Uma das teorias embasadoras do capítulo é a de que o
Brasil recebeu o melhor estoque africano, um estoque muito superior ao dos
norte-americanos, essa tese é baseada nos índices de desenvolvimento das
sociedades africanas que foram traficadas para cá e também no fenótipo – quanto
menos negróide, mais superior – por isso a grande valorização dos negros de
cultura maometana, de traços mais próximos aos traços árabes, de cabelos menos
crespos, de peles mais claras. Essa tese, no entanto, vem para desconstruir a
ideia de que houve um exclusivismo banto na escravidão brasileira, algo que
pode ser contestado apenas observando como o catolicismo foi influenciado pela
cultura maometana em sua ritualística nos locais com grande porcentagem de
população negra.
“Os característicos físicos dos
negros importados para o Brasil, é interessante segui-los através da linguagem
pitoresca do povo, nos anúncios de compra e venda de escravos para o serviço
doméstico ou agrícola. Nesse sentido a coleção do Diário de Pernambuco – o
diário mais antigo da América chamada Latina, fundado em 1825 – apresenta-se
com particular interesse para o estudante de antropologia. Vê-se através dos
velhos anúncios de 1825, 1830, 35, 40, 50, a definida preferência pelos negros
e negras altas e de formas atraentes – “bonitas de cara e de corpo” e “com
todos os dentes da frente”. O que mostra ter havido seleção eugênica e estética
de pagens, mucamas e molecas para o serviço doméstico – as negras mais em
contato com os brancos das casas-grandes; as mães dos mulatinhos criados em
casa – muitos deles futuros doutores, bacharéis e até padres.” Nesse trecho, da página 396, podemos
observar como a cultura escravocrata se preocupou em realizar uma seleção
estética dos seus serviços, podemos observar também como esse padrão estético
estabelecido pela classe dominante serviu para causar especificidades e
desigualdades nas explorações sofridas pelo povo negro.

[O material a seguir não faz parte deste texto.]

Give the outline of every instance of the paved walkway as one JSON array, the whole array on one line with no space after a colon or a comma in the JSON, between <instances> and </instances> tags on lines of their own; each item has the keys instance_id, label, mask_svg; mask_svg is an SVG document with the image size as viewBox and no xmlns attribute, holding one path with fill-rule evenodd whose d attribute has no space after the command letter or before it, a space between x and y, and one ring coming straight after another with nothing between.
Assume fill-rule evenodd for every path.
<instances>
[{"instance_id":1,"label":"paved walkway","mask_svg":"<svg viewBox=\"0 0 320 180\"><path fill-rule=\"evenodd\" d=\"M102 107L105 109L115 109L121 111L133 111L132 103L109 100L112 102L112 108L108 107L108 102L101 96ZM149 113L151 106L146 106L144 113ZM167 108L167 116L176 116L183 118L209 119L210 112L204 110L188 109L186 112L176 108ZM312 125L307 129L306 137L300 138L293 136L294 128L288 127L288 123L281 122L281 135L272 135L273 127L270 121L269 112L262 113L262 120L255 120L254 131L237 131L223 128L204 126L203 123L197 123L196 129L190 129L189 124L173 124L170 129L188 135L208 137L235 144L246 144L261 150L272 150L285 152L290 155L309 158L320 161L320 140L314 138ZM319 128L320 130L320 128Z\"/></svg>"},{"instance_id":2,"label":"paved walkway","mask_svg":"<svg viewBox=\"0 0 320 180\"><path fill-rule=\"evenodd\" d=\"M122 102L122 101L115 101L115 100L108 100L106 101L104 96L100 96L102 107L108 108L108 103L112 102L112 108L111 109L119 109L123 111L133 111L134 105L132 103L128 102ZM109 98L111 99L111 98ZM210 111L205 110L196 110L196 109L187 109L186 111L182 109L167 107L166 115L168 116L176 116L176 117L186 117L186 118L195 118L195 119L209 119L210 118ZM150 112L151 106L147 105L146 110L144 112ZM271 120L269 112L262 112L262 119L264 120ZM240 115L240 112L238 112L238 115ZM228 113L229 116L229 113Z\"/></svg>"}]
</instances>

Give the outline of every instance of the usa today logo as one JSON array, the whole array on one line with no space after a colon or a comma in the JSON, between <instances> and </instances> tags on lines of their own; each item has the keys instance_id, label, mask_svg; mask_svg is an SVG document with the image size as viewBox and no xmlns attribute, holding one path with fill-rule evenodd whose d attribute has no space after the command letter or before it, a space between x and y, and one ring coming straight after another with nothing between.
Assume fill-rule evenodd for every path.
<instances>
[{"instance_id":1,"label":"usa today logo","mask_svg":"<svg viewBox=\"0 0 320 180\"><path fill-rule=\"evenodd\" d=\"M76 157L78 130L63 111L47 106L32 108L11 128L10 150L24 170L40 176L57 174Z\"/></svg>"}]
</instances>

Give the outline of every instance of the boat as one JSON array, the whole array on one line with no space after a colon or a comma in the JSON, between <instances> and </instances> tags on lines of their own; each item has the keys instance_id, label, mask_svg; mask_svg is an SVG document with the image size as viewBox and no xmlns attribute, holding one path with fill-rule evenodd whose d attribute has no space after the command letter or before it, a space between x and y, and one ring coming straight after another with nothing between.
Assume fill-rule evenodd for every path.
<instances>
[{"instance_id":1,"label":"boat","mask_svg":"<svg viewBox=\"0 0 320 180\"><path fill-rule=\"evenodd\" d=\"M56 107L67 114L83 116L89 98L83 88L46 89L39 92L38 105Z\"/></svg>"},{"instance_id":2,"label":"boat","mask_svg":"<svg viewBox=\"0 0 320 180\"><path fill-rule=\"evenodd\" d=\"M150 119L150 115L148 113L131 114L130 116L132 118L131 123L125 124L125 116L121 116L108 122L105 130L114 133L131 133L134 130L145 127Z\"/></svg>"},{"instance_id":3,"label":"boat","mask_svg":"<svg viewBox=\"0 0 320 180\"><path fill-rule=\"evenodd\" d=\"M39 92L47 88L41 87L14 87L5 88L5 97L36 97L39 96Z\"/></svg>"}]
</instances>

Sendo o serviço doméstico
o serviço menos penoso dentro da ordem escravocrata – por menos penoso quero
dizer aquele cuja expectativa de vida era mais alta – a seleção daqueles que
viveriam nesse contexto era baseada nos critérios definidos por esse padrão. Essa
seleção servia como forma de estabelecer divisões entre os negros e de garantir
uma manutenção não só estética, mas também moral, já que os negros selecionados
para conviver dentro do espaço doméstico eram aqueles mais distantes de
religiões de origem africana, ou aqueles que eram de cultura mais maometana do
que de outras áreas de cultura do continente africano.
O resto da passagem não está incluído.